Wayang diperkirakan sudah ada dalam bentuk ritual animisme pada tahun 1500 sebelum masehi. Para leluhur percaya bahwa roh atau arwah orang yang meninggal akan tetap ada dan dapat memberikan pertolongan pada manusia yang masih hidup. Roh-roh dipuja-puja dengan sebutan hyang atau dahyang. Para hyang ini diwujudkan dalam bentuk patung atau gambar. Bentuk pemujaan hyang inilah yang menjadi asal-usul pertunjukan wayang dalam bentuk sederhana.
Budaya wayang terus berkembang dan mengalami proses akulturasi dengan budaya-budaya lain. Kebudayaan dan tradisi asli masyarakat lokal, penyebaran agama Hindu, Buddha, Islam dan masa penjajahan, memberi pengaruh perubahan dan perkembangan budaya wayang hingga menjadi sangat beragam yang tersebar di seluruh tanah air Indonesia.

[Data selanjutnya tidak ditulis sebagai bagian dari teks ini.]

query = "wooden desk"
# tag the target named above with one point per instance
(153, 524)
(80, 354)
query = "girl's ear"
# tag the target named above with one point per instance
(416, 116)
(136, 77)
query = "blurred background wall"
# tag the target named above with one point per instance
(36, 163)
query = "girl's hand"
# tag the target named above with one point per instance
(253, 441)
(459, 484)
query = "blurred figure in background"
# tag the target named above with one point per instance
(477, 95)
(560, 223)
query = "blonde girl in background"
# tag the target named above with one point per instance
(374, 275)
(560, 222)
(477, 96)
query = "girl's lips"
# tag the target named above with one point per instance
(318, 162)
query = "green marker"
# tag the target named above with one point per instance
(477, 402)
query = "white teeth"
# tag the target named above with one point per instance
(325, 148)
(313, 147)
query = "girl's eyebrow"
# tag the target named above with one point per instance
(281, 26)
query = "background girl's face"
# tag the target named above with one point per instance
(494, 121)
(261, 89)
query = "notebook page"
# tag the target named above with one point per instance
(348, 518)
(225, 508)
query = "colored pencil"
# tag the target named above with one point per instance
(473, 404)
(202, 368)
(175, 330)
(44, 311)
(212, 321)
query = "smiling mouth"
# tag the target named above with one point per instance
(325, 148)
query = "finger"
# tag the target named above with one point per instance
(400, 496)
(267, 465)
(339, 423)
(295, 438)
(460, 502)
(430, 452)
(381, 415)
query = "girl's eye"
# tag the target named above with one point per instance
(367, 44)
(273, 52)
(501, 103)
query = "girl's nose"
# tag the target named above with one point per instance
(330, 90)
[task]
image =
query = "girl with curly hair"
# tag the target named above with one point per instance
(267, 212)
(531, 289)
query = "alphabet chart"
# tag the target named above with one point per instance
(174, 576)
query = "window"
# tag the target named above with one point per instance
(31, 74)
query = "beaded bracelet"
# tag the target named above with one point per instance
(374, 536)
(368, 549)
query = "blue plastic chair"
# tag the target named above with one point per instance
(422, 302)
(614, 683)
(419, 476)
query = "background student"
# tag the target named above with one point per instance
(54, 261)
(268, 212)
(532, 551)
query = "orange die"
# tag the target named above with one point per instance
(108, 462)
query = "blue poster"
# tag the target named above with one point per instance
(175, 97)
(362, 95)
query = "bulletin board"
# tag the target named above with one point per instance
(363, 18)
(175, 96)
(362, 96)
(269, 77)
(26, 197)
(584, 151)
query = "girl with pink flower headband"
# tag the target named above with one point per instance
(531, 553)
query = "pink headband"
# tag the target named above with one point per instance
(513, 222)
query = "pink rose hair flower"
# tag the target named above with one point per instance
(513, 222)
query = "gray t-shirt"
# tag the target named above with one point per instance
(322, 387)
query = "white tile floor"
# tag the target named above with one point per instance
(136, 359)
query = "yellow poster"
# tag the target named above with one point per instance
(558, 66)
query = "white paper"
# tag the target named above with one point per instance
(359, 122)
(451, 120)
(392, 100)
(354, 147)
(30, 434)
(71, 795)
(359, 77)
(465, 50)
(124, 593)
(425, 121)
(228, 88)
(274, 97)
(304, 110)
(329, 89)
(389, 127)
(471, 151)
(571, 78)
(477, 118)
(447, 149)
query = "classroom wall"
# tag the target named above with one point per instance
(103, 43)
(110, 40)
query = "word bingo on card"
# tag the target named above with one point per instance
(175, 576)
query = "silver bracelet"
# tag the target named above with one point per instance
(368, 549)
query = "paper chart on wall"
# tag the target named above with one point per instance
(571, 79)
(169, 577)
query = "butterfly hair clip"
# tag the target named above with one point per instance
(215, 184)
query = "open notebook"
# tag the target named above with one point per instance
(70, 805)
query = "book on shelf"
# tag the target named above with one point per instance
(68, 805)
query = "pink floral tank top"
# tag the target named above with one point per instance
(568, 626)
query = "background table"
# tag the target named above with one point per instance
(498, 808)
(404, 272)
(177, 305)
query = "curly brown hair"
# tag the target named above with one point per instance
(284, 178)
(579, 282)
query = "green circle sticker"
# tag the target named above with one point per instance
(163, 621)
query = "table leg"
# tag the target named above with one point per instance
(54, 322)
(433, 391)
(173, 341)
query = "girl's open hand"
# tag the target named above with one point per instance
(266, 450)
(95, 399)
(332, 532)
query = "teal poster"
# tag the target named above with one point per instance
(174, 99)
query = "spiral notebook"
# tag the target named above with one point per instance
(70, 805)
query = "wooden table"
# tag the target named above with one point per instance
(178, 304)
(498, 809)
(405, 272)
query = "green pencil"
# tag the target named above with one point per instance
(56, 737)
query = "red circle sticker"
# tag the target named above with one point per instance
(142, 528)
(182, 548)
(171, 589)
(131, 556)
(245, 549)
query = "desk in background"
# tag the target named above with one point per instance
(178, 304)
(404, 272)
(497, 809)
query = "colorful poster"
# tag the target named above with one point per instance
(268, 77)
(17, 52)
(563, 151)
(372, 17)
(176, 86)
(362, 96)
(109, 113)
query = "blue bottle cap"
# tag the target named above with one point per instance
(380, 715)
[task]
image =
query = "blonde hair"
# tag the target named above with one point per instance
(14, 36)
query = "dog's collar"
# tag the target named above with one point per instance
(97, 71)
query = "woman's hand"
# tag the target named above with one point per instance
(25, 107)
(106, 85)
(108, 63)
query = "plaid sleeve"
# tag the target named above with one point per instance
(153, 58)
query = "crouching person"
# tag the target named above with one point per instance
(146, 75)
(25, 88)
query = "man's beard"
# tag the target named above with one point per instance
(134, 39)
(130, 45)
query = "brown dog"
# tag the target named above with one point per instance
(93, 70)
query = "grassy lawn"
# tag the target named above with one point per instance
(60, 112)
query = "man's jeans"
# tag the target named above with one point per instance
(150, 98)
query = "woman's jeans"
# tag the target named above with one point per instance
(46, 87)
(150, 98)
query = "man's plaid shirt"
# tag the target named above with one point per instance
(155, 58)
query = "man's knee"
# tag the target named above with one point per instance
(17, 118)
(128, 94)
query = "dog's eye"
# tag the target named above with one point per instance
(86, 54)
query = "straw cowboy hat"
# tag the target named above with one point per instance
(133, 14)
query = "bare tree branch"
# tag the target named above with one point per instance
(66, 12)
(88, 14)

Masing-masing daerah memiliki adat istiadat dan seni budayanya masing-masing. Sekitar 100 jenis wayang tumbuh dan berkembang hampir di seluruh daerah.
Berdasarkan bahan baku pembuatannya, ragam wayang, antara lain, wayang suket yang terbuat dari rumput, wayang kulit yang terbuat dari kulit sapi, wayang klitik dan wayang golek yang terbuat dari kayu, wayang beber yang terbuat dari kain atau kertas, dan wayang orang yang diperankan oleh manusia.
Berdasarkan jenisnya, wayang Indonesia yang terkenal hingga ke mancanegara, antara lain, wayang kulit purwa, wayang golek, wayang sasak, wayang palembang, dan wayang orang.
Berikut foto-foto beragam wayang di Indonesia yang terekam dalam arsip Kompas.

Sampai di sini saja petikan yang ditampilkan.